Peroxide hair and grease-dark roots means she’s not slept at home in days and the cracked foundation collecting in the crevice below the piercing in her nose shows she’s not washed her face, either.

Filling dead air with puffy words, the occasional twenty-five cent vocabulary back flip proof she’s not nearly as vacant as the stereotype she perpetuates, the room is the confused energy of a confused little girl.

Sliding cell phone, giggling at sly text messages, “what?!” the insultingly effervescent reply to nearly every topic of conversation not held inside her phone.

I have to remember, I was her once; I have to remember, I’m not her now.

I smile kindly, look her in the eye, examine her discomfort, relish in my strong confidence, my clean hair, my defined standard of expectation of those considered friends. These markers of personality hang neatly around me – an aura of calm.

Her weak words and little looks of insecurity compliment my assuredness; a learned confidence is a gift worth being patient for.

xoxo

M.L. H’art

Conversations with Myself (Canto II)

before it all got lost up in the mess he said not all men are bad and i am not like your dad | i will hold you even though you’re slightly mad | i am not a man who will ever break you | we had pennies in our pockets | we had hope in our eyes | he said girl you’ve got a million different faces | so why’d you put on that disguise | well you can take what you want | cause i’ve got nothing |

Sliding the brush out of the tube – a careful twisting, a slow, sure extraction – I swipe eyelashes, staring myself down.

Blink, blink.

“I know better.”

Mirrored peptalk, blood red mouth pursed, shining pearls biting bottom lip.

“Why’d I spend so much time dressing up in disguise?” flipping clothes off the bed, pressing silky shirt against soft belly, bare breasts. The shirt tossed aside for another and another. The perfect outfit: confidence, actualized.

A bobby pin spread wide, feet pushed apart, legs open, hair snug and slipped in, forced tightly. Wet hairspray.

Spritz, spritz.

“There’s masochism in making the same mistake over. The hurt, expected – no different than past experience: the pain a little deeper, a little harder, a little faster.”

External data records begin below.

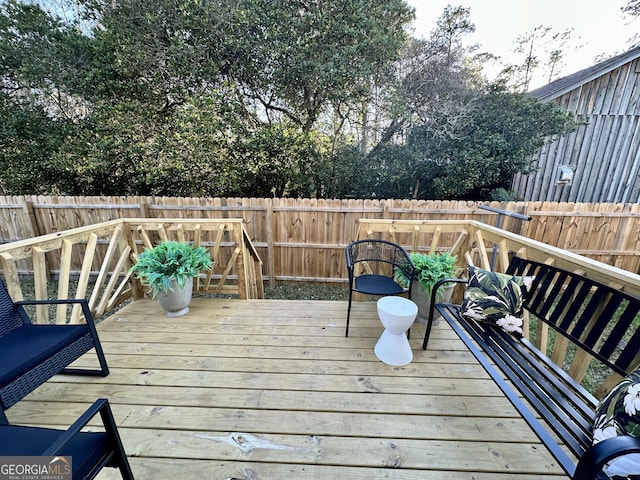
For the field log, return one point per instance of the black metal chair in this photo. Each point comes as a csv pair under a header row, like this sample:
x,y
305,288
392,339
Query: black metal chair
x,y
87,451
31,354
371,265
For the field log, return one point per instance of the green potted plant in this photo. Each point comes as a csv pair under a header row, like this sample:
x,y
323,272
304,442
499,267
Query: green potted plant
x,y
169,269
430,268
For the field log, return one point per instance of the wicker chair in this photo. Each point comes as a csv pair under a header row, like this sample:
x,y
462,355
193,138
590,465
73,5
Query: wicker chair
x,y
31,354
378,259
87,452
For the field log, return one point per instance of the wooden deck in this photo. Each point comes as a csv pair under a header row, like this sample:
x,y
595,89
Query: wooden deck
x,y
268,389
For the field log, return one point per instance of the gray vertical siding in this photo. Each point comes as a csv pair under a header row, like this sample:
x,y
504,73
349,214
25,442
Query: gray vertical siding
x,y
604,151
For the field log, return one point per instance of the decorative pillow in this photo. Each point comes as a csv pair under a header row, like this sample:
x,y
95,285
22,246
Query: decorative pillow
x,y
619,414
496,298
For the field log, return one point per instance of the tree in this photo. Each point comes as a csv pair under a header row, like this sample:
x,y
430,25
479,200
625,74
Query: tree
x,y
296,58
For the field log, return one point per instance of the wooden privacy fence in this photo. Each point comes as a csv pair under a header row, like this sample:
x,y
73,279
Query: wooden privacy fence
x,y
304,239
103,273
472,242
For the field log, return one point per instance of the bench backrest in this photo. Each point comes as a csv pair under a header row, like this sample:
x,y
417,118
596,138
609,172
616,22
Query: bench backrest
x,y
10,318
598,318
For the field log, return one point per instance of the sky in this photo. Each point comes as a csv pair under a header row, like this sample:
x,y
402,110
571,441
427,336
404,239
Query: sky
x,y
600,28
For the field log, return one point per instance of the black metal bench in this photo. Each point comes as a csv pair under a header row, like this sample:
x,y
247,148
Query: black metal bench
x,y
597,319
31,354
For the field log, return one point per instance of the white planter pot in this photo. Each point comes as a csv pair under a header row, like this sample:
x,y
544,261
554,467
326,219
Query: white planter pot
x,y
420,297
176,302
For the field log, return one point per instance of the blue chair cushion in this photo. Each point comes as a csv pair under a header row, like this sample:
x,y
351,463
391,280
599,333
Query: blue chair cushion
x,y
377,285
28,346
86,449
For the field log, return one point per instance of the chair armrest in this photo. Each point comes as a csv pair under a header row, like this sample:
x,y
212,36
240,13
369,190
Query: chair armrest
x,y
596,457
99,406
88,316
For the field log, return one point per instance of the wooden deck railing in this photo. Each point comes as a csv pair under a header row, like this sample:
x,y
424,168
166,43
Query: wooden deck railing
x,y
487,246
104,278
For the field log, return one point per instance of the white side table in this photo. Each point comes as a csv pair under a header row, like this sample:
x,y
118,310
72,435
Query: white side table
x,y
397,315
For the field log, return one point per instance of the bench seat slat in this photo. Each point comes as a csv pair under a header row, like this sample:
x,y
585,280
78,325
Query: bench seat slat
x,y
596,318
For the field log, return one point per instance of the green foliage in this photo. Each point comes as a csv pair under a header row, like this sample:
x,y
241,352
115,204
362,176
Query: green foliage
x,y
170,261
429,269
253,98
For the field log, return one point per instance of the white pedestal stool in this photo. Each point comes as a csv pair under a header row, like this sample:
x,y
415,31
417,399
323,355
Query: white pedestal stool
x,y
397,315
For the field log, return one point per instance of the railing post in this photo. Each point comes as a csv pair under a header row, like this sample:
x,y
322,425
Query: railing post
x,y
501,214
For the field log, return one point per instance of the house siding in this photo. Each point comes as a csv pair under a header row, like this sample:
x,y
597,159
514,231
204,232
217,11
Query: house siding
x,y
604,152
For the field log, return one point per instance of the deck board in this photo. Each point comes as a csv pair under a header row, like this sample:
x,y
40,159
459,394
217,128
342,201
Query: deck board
x,y
269,389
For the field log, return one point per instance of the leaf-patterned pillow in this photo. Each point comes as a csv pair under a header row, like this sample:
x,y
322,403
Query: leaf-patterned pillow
x,y
619,414
496,298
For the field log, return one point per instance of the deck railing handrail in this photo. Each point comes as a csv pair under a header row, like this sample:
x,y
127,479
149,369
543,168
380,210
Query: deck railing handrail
x,y
104,275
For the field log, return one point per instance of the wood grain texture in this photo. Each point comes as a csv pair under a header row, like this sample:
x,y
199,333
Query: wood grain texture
x,y
269,389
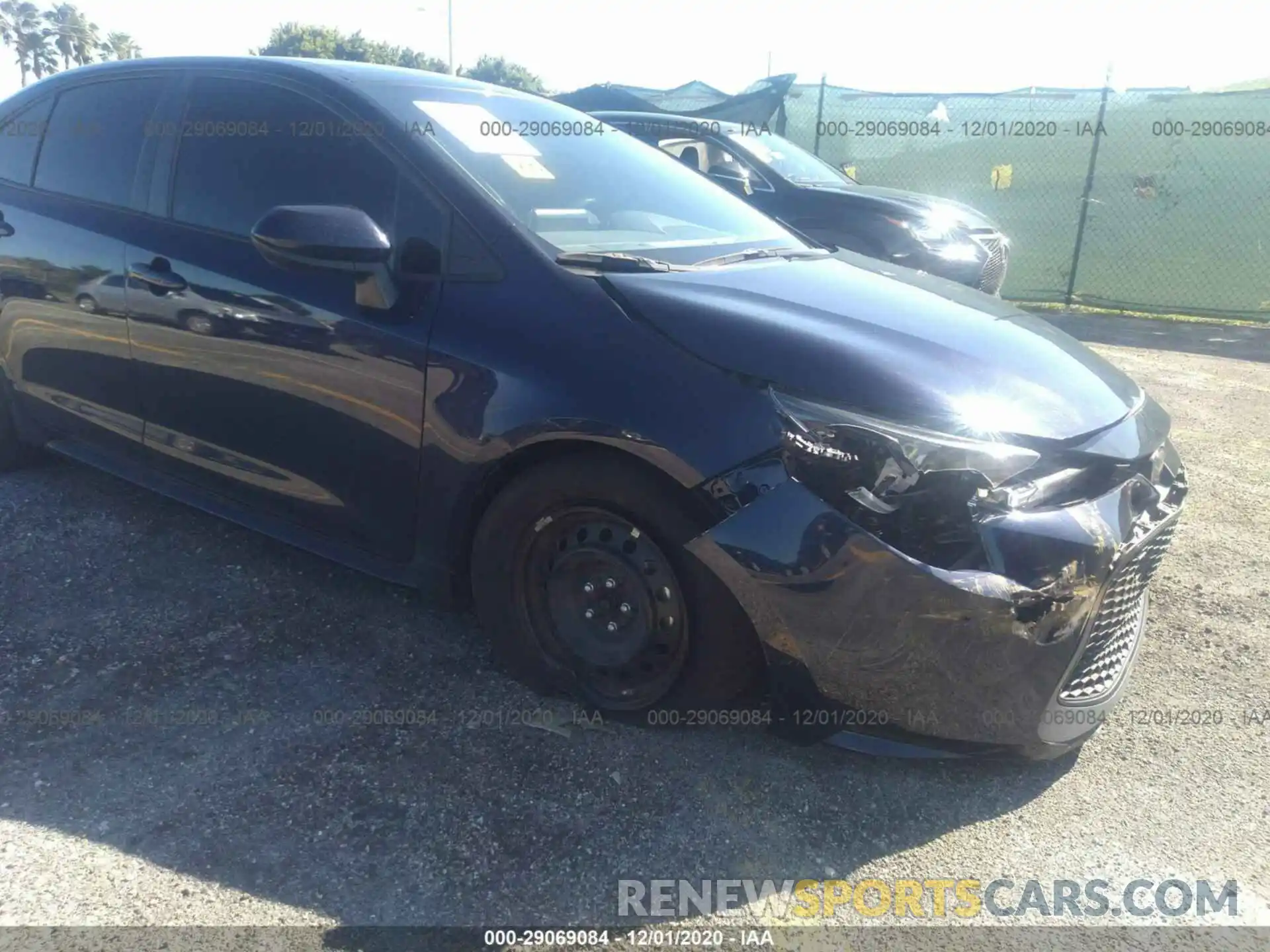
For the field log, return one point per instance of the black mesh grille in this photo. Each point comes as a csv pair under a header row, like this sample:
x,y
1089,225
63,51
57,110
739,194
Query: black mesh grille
x,y
994,273
1115,629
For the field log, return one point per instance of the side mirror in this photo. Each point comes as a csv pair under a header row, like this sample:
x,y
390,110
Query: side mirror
x,y
329,238
732,179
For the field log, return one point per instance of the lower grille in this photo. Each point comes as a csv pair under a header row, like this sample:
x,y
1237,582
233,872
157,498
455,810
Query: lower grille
x,y
1115,627
994,273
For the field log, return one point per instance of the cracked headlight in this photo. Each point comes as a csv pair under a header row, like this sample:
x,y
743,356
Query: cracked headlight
x,y
940,231
913,488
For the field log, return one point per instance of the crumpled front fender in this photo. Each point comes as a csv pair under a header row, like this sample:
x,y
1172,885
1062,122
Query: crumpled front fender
x,y
964,655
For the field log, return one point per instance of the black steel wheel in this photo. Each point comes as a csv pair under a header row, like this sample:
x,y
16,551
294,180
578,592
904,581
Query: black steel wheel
x,y
603,600
582,580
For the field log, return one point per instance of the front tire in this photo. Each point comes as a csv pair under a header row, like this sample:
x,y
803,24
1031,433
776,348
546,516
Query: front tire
x,y
581,578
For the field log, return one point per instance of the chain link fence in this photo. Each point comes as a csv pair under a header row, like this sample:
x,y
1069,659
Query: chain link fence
x,y
1175,184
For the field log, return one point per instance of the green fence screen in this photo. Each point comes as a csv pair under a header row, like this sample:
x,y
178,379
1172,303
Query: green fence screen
x,y
1179,204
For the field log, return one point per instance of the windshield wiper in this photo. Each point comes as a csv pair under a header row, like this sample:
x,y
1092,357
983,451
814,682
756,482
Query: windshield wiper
x,y
755,253
614,262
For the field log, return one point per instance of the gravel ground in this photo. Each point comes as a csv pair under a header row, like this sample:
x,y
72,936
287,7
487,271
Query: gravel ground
x,y
136,616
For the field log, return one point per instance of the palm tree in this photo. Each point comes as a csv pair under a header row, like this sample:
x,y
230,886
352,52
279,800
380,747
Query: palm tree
x,y
19,27
75,36
121,46
88,44
44,56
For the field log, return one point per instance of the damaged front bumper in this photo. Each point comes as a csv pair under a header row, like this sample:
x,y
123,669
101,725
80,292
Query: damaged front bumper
x,y
876,651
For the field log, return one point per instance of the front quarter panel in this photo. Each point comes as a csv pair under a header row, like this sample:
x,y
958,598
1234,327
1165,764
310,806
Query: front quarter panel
x,y
548,356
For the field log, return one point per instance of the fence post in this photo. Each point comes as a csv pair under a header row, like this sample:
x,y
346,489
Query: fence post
x,y
820,116
1089,188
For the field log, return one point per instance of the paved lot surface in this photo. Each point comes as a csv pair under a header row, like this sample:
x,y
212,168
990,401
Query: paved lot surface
x,y
204,790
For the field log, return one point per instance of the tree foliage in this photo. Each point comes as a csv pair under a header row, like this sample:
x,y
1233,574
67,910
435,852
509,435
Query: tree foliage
x,y
328,44
41,37
495,69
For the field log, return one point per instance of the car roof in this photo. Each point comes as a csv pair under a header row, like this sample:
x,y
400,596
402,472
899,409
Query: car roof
x,y
345,71
690,124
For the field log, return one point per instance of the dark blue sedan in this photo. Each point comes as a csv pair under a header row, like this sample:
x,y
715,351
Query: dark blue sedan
x,y
476,342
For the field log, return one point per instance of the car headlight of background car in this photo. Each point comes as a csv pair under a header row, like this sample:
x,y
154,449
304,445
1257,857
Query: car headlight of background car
x,y
916,489
941,233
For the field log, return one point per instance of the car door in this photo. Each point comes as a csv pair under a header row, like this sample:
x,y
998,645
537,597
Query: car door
x,y
66,219
275,389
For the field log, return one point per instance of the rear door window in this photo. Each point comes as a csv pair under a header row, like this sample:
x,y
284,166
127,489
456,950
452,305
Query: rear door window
x,y
95,140
19,141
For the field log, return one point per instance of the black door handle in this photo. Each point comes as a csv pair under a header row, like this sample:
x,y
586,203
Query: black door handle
x,y
158,276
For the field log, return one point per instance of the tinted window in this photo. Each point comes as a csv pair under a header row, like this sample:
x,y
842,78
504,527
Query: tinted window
x,y
95,140
19,139
248,146
578,184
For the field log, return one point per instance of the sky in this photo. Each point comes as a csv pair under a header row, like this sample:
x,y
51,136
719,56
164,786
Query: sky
x,y
892,46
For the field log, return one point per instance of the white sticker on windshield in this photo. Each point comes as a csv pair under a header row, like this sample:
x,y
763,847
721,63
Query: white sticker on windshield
x,y
527,167
478,128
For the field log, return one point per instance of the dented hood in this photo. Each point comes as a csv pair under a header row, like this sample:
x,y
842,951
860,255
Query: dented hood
x,y
886,340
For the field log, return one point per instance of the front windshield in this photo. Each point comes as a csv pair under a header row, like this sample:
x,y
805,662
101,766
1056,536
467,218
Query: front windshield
x,y
789,160
578,184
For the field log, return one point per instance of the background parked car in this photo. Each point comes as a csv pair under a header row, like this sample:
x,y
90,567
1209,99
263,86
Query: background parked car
x,y
810,196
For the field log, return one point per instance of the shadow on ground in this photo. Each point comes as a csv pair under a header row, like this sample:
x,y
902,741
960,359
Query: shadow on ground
x,y
229,686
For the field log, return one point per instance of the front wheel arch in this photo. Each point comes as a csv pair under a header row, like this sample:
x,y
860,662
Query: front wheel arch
x,y
724,656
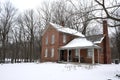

Wincing, a zipper pulled taught across skin, leaving marks on the flesh. Slipping toes into shoes one size too small, a firm fit. Pointed heel digging into carpet, pressing.

“That pain, it felt good.” Fingers fondling the clasp, choking beads around white skin, pulling tight, pinching. Just enough.

Looking in the mirror, slender hands fingering beads.

“No.” A little more, please. Choking beads pulled tighter, a breath escaping parted painted lips, a quick gasp.

“I’m just fine on my own,” smoothing shirt over skin, touching clad legs, pressing away worry, welcoming trouble.

One last look in the mirror, a small smile, eyes sparkling. A laugh, breathy.

“I’m just fine on my own.”

Slammed door, clicking heels. Confidence: self actualized.